The 5-2 second choice ($7.20) surged past the Derby winner with three-sixteenths of a mile left, drifting past Nyquist and heading back to the rail for the final furlong.

“I thought, well, since I’m clear, I might as well throw some mud in their face and not let them come back,” said Kent, who needed just 1:58.31 to cover the mile and three-sixteenths with Exaggerator as compared to American Pharoah’s 1:58.46. “So I let him drift over in front of Nyquist and hopefully finish the job, and he did.”

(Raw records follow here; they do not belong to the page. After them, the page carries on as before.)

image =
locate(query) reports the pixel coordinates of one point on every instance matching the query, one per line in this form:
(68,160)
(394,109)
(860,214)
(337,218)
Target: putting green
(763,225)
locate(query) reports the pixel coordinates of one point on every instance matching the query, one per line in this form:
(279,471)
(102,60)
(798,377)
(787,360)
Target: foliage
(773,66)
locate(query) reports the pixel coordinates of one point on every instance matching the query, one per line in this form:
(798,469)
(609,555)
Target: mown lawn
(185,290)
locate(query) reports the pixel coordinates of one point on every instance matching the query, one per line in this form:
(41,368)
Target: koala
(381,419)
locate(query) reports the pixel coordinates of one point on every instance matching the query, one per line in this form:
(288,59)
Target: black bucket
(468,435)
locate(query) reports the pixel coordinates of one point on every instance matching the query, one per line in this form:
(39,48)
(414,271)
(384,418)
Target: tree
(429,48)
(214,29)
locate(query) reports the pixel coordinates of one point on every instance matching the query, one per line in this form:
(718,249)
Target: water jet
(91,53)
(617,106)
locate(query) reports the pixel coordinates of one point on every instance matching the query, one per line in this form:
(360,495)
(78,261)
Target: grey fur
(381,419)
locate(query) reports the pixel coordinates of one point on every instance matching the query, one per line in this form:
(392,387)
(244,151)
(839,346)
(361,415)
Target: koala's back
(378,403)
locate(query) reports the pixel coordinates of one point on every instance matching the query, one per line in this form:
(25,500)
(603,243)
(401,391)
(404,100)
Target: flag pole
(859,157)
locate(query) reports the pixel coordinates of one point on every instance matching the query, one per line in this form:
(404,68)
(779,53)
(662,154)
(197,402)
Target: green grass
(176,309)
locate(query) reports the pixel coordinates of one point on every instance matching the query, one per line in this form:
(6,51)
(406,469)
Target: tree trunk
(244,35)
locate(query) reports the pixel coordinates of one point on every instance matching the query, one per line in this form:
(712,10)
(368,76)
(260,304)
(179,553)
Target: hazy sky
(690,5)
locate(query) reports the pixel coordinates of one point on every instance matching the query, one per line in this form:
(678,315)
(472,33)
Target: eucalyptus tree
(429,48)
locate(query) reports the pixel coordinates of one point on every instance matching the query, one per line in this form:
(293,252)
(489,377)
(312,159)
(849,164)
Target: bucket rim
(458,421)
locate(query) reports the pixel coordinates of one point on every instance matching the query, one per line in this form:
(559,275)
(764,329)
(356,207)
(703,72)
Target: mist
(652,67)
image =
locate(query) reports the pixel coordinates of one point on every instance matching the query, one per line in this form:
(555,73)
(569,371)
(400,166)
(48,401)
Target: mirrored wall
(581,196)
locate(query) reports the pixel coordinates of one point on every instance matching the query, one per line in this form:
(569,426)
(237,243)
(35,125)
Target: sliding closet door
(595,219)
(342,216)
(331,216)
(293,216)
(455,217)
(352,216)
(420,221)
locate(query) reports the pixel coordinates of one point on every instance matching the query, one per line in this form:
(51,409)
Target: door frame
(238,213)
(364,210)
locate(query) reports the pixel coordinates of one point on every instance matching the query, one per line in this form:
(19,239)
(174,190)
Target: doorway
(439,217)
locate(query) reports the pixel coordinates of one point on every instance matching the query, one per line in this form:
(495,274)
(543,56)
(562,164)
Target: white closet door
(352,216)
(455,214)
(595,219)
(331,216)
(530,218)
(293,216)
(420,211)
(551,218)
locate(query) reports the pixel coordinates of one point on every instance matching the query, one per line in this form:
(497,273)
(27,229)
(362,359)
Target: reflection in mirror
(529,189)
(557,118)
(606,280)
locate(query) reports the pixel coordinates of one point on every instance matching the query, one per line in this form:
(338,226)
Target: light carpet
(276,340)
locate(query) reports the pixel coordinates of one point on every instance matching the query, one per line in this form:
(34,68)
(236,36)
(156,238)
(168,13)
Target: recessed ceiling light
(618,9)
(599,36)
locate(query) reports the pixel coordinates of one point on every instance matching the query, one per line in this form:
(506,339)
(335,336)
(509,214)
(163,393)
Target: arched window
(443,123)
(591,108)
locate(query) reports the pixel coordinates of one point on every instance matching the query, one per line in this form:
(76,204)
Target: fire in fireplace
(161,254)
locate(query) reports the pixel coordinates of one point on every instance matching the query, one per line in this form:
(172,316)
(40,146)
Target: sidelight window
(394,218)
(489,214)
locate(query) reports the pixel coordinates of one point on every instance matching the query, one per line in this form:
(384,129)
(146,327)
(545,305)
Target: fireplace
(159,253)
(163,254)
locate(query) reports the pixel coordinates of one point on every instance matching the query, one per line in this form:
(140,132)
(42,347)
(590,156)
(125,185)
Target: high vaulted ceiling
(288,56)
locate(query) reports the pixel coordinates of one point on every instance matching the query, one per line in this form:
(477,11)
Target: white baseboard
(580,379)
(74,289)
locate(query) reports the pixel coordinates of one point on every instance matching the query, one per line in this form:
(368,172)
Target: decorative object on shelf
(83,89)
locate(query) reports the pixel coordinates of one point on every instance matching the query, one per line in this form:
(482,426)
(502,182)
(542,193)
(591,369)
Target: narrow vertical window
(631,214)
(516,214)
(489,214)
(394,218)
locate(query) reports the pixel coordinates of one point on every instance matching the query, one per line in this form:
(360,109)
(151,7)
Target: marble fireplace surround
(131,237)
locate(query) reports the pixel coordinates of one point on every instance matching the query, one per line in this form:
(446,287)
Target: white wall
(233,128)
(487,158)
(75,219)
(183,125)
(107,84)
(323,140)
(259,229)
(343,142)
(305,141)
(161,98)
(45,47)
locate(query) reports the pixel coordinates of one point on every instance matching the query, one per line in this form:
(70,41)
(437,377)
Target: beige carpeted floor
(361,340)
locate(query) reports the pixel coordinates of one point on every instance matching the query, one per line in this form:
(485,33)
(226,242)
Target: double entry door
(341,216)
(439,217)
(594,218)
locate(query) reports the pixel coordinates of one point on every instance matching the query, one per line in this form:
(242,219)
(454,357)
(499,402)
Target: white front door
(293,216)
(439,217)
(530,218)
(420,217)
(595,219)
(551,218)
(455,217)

And, when he did, it was a joyous moment for 46-year-old majority owner Matt Bryan, of Big Chief Racing, who also owns Swipe, the horse that finished second to Nyquist in four straight 2015 stakes. Bryan entered the sport just four years ago and, with his first horse, won the Risen Star Stakes with a 135-1 longshot trained by Keith Desormeaux named I’ve Struck A Nerve. Now he and Desormeaux have a classic winner with career earnings of nearly $3 million

Special American Pharoah

“I’ll tell you one thing,” said Bryan, who owns Exaggerator in a partnership with Ronny Ortowski, Sol Kumin and Keith Desormeaux and has already worked out a deal to send the colt to WinStar Farm at the end of his racing days. “These (Desormeaux) boys right here are awesome. What I’m probably the proudest of is to win this with these two. It is amazingly special for us. I mean, to have two (brothers) do this, I don’t know if it’s ever been done before.

“I’m going to tell you now, we’ll put Keith Desormeaux in the Hall of Fame if I have anything to do with it.”

As for Nyquist, his defeat on the same type of wet racetrack as American Pharoah posted a seven-length victory on in last year’s Preakness, illustrated just how special the 12th Triple Crown champion was, and reinforced how rare a feat his sweep was. Nyquist, with his perfect record, surely seemed a worthy candidate to make it back-to-back Triple Crowns, but he was simply not up to the task. 

The loss, however, did little to diminish O’Neill’s affection for his second Kentucky Derby winner.

“Being 8-for-8, we kept thinking that this horse is never going to lose,” O’Neill said. “But they all lose at one time or another. We’ll be okay. Exaggerator just ran a monstrous race.”

Indeed, he did, and in the process he crushed a Triple Crown dream, just like someone always did in the good old 37 years before American Pharoah.

He also moved his slate to a still imposing 1-4 versus Nyquist with one big question mark: 

Was it the mud?

We’ll have to leave it to a long, dry summer to find out.